应用于氧还原反应的非贵金属原子分散级金属-氮-碳催化剂的设计

为了进一步实现质子交换膜燃料电池(PEMFC)能量转化技术的大规模开发和应用, 提高催化剂的成本效益是先决条件. 目前, 与铂族等贵金属基催化剂相比, 原子分散的金属-氮-碳(M-N-C)催化剂也在提高活性位点密度、 原子利用率和催化活性等方面表现出巨大的潜力, 是最有望代替铂基催化剂的首选材料. 在原子分散M-N-C催化剂的制备过程中, 获得活性位点均匀分散且结构体系最优化是挑战性问题. 基于此, 我们重点研究了各种有利于原子分散的M-N-C催化剂的制备方法, 以及不同催化剂中原子的化学环境调控对催化位点的影响. 本文从M-N-C催化剂的合成与表征、 反应机理、 密度泛函理论计算等方面进行了深入的探讨, 着重讨论了双金属位点、 原子簇结构和杂原子对催化位点的化学环境调控. 最后, 提出了原子分散M-N-C催化剂大规模应用存在的问题及进一步优化的发展方向.

Atomically Dispersed Metal-Nitrogen-Carbon Catalysts for Oxygen Reduction Reaction

To further accelerate the large-scale development and application of proton exchange membrane fuel cell（PEMFC） energy conversion technology， improving the cost-effectiveness of the catalyst is a prerequisite.
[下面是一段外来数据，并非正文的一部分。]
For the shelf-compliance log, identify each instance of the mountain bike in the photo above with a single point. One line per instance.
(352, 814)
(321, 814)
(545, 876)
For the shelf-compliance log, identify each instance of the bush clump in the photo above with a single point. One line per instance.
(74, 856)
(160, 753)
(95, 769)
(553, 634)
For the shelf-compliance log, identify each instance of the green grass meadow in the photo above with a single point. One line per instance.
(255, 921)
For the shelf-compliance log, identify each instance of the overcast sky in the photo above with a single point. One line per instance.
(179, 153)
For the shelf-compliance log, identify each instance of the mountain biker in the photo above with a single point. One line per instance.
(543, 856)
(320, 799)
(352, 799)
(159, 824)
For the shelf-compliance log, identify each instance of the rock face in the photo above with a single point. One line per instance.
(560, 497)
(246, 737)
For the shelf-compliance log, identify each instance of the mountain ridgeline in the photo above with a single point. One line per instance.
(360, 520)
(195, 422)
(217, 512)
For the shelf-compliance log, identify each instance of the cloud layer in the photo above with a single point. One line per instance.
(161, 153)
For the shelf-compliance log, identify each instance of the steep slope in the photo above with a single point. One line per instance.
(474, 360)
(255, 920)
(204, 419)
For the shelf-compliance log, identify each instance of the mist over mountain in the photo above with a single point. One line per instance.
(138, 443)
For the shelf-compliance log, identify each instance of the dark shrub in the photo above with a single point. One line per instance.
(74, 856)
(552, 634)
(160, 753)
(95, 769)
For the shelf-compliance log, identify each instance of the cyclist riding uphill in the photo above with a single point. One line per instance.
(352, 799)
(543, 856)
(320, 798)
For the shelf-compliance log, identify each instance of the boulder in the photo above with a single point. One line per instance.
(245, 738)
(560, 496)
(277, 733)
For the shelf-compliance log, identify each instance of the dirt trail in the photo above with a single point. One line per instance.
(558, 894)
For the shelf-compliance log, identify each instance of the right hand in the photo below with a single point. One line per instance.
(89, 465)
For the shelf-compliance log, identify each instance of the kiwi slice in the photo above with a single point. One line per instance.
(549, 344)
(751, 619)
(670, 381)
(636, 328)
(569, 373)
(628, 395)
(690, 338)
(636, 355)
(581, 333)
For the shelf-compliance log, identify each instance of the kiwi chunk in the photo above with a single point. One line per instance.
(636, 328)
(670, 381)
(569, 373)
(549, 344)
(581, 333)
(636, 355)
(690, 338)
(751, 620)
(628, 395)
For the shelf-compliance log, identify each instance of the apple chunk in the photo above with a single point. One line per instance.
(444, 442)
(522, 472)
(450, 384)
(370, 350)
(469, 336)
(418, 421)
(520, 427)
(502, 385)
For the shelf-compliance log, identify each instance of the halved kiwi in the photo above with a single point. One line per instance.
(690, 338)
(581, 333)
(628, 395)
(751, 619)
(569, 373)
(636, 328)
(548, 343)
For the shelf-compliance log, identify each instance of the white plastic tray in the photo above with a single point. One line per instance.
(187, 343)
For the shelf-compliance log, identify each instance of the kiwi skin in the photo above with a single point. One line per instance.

Currently， atomically dispersed metal-nitrogen-carbon（M-N-C） catalysts also take tremendous potential in terms of increased active site density， atomic utilization and catalytic activity compared to noble metal-based catalysts such as platinum-based catalysts， and are the most promising candidate of platinum-based catalysts. During the preparation of atomically dispersed M-N-C catalysts， the contribution of the uniform dispersion and the optimal structural system of all active sites are the challenge issues. On this basis， we focused on the preparation of various M-N-C catalysts with favorable atomic dispersion and the effect of chemical environment modulation of atoms in different catalysts on the catalytic sites. Herein， we provide an in-depth discussion on the synthesis and characterization of M-N-C catalysts， reaction mechanism， and density functional theory calculations， focusing on the regulation of the chemical environment of catalytic sites by bimetallic sites， atomic cluster structure and heteroatoms. Finally， the problems of the large-scale application of atomically dispersed M-N-C catalysts and the development directions for further optimization are presented.